HORIZONS LOINTAINS

“Prendre l’infini

Comme une nouvelle destination”

Christophe Flubacher

Les Horizons lointains sont des figurations abstraites où la configuration des plages sombres et des plages claires délimitent prudemment des hauts et des bas, des terres morcelées et des ciels hésitants, des socles telluriques encore charbonneux qu’éclairent des surfaces vaporeuses, rougeoyantes ou lactées, où des îlots de nature trempent au milieu de marais étales, entre pesanteur et futilité, ancrage et évasion. L’indistinction est encore prégnante, Dieu y est ici paresseux qui procède à la gestation lente de l’univers, comme s’il s’émerveillait devant l’indétermination des formes, comme s’il cherchait à retarder l’instant fatal où la lumière allait être définitivement séparée des ténèbres, l’eau de la terre, et le poisson du mammifère. Pierre Zufferey nous ramène aux premières mesures de la “Création[1]” selon Joseph Haydn, quand les notes de musique pouvaient encore s’égarer et se perdre dans le chaos merveilleux et infini des possibles, avant que l’ordre, la distinction et l’identification ne mettent un holà définitif à la labilité des choses, avant qu’un nom ne vienne les circonscrire pour toujours dans une forme rigide, et avant que ne commence le destin épouvantable et prodigieux des Hommes.
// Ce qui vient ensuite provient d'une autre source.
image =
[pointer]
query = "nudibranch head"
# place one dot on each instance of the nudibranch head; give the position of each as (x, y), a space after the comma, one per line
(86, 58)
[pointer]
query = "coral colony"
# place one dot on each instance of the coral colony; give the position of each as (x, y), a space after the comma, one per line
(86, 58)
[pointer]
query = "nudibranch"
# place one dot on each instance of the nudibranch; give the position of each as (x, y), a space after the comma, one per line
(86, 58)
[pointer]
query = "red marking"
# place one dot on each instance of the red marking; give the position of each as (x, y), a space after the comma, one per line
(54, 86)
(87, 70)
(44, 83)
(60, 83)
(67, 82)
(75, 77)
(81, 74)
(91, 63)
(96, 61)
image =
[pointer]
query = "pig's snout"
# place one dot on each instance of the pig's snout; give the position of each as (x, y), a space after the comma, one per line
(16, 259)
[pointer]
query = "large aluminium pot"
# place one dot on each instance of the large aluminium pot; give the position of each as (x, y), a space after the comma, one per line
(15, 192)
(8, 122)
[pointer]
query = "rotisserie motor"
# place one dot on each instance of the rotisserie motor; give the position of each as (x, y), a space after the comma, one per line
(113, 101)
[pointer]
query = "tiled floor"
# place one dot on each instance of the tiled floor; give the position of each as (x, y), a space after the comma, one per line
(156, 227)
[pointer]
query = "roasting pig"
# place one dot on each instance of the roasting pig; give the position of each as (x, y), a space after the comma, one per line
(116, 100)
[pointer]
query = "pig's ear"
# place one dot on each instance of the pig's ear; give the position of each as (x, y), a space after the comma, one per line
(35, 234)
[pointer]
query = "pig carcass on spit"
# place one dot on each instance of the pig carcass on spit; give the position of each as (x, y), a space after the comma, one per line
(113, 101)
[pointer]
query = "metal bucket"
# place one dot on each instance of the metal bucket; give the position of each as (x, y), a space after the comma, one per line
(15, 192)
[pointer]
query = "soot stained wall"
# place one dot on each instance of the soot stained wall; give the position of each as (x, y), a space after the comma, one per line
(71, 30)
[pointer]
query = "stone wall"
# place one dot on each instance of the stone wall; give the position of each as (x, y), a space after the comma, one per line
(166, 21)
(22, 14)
Deux tableaux de la série attirent plus particulièrement le regard. Leur facture, pourtant résolument abstraite, se lit si bien que Pierre Zufferey leur attribue des noms référencés dans le patrimoine culturel temporel et climatique : « De l’aube à l’aube” pour l’un, « Avant l’embellie” pour l’autre. On y devine instantanément le rougeoiement du ciel entravé de lourds nuages gorgés de pluie pour le premier, une banquise pour le second, qui vadrouille sur un océan couleur de muraille et sous un ciel boréal profondément chahuté. L’horizon bas du premier tableau offre la perspective d’un ciel immense, à l’aube d’un matin du monde détrempé. La masse gigantesque de l’iceberg du second tableau frigorifie le regard, de même que les eaux délavées dans lesquelles il erre, et le ciel maussade qui le domine. On songe alors à l’explorateur polaire, Paul-Émile Victor, qui n’aimait rien tant que la chaleur de la Polynésie française et à l’écrivain Jean Echenoz qui décrit dans Je m’en vais un Grand Nord désenchanté, où l’on se bat contre les moustiques, où les maisons des Inuits sont faites d’assemblages de tôles ondulées, où les autochtones tuent l’ennui en regardant des films porno, où les motoneiges remplacent des chiens désagréables et patibulaires. Quel émoi devant ces deux chefs d’œuvre ! Et quel bonheur que cette série-là qui vient exacerber l’imaginaire, le pomper et le sucer jusqu’à la lie !



[1] C’est entre 1796 et 1798 que Joseph Haydn (1732-1809) compose un oratorio intitulé “Die Schöpfung” qui raconte la création de l’univers telle que la décrit la Genèse.